Some people are more prone to gum disease than others. According to assorted studies, 30% of people are predisposed to developing gum disease due to their genetics, regardless of their oral health routine. If gum disease and/or receding gums runs in your family, it is important that you let your dentist know about your family history and that you keep up with regular dental check-ups to monitor the health of your gums.
Brushing your teeth too aggressively can cause the enamel to wear down and can cause your gums to recede. Use a soft-bristled toothbrush and gentle strokes while brushing your teeth for two minutes two times a day.
Poor Oral Health Routine
One of the best ways you can ward off gum disease and receding gums is by maintaining a proper oral health routine. Not brushing your teeth properly or routinely and not flossing can cause plaque to build up, resulting in the formation of tartar – a hard substance that can only be removed by a professional dental cleaning and that leads to gum recession.
Hormones fluctuate as we age. For women, pregnancy and menopause can both cause hormone fluctuations that make the gums more vulnerable to receding gums.
Those that smoke or use tobacco products are more susceptible to gum recession due to the fact that they are more likely to have plaque on their teeth that can be very difficult to remove.
Bruxism, the medical term for grinding your teeth, can put a lot of force on the teeth. This can lead to gum recession. If you find that you grind your teeth at night, consider speaking with your dentist about wearing a mouth guard while you sleep.
If you have a misaligned bite or crooked teeth, too much force can be placed on your gums and the surrounding bone. This force will cause the gums to recede.
Something that many people may not realize is that piercings of the lip or tongue can rub and irritate the gums to the point where the tissue of the gums is eventually worn away.
Treating Gum Recession
The cause of your gum recession plays a role in treatment. For example, there is no use in treating receding gums caused by tobacco use if the patient is not willing to give up his or her tobacco use.
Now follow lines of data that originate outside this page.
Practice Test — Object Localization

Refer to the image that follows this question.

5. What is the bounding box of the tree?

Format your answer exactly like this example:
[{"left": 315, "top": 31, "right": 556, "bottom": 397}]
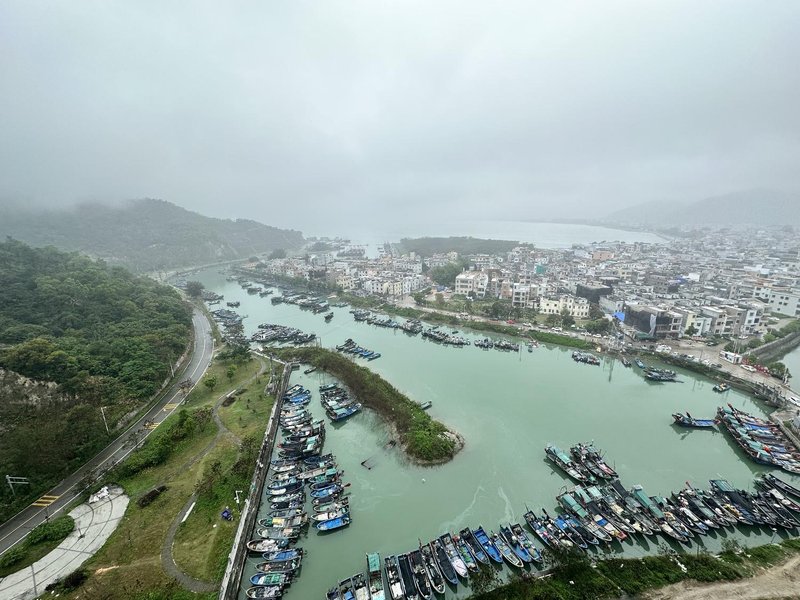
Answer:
[
  {"left": 469, "top": 563, "right": 500, "bottom": 596},
  {"left": 186, "top": 281, "right": 205, "bottom": 298}
]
If the recession is mild, a deep professional cleaning involving root planing and tooth scaling by a dentist may be all that is needed. Usually, antibiotics are also prescribed to kill off any remaining bacteria. If the severity of receding gums is greater than what a deep cleaning can handle due to too-deep pockets or loss of bone, gum surgery may be needed to repair the damage
Preventing Gum Recession
Unless your gum recession is caused by genetics, there are things that you can do to prevent gum recession from occurring:
- Maintain a proper oral health routine by brushing and flossing two times per day.
- Use a softbristled toothbrush when brushing your teeth.
- Speak with your dentist about correcting a misaligned bite.
- Quit smoking or using tobacco products.
- Eat a diet rich in fruits and vegetables.
- Visit you dentist twice a year for a professional dental cleaning and a checkup.
- Monitor any oral changes that may occur.
- If you start to notice any early signs of gum disease, like sore, red, and/or bleeding gums, make an appointment with your dentist immediately so that you can avoid gum recession.
By following the tips above and by avoiding the avoidable causes of gum recession, you will have a much better chance of maintaining healthy gums and teeth. For any additional questions or concerns regarding gum recession, speak with your dentist so that you can come up with an oral health routine that is best for you.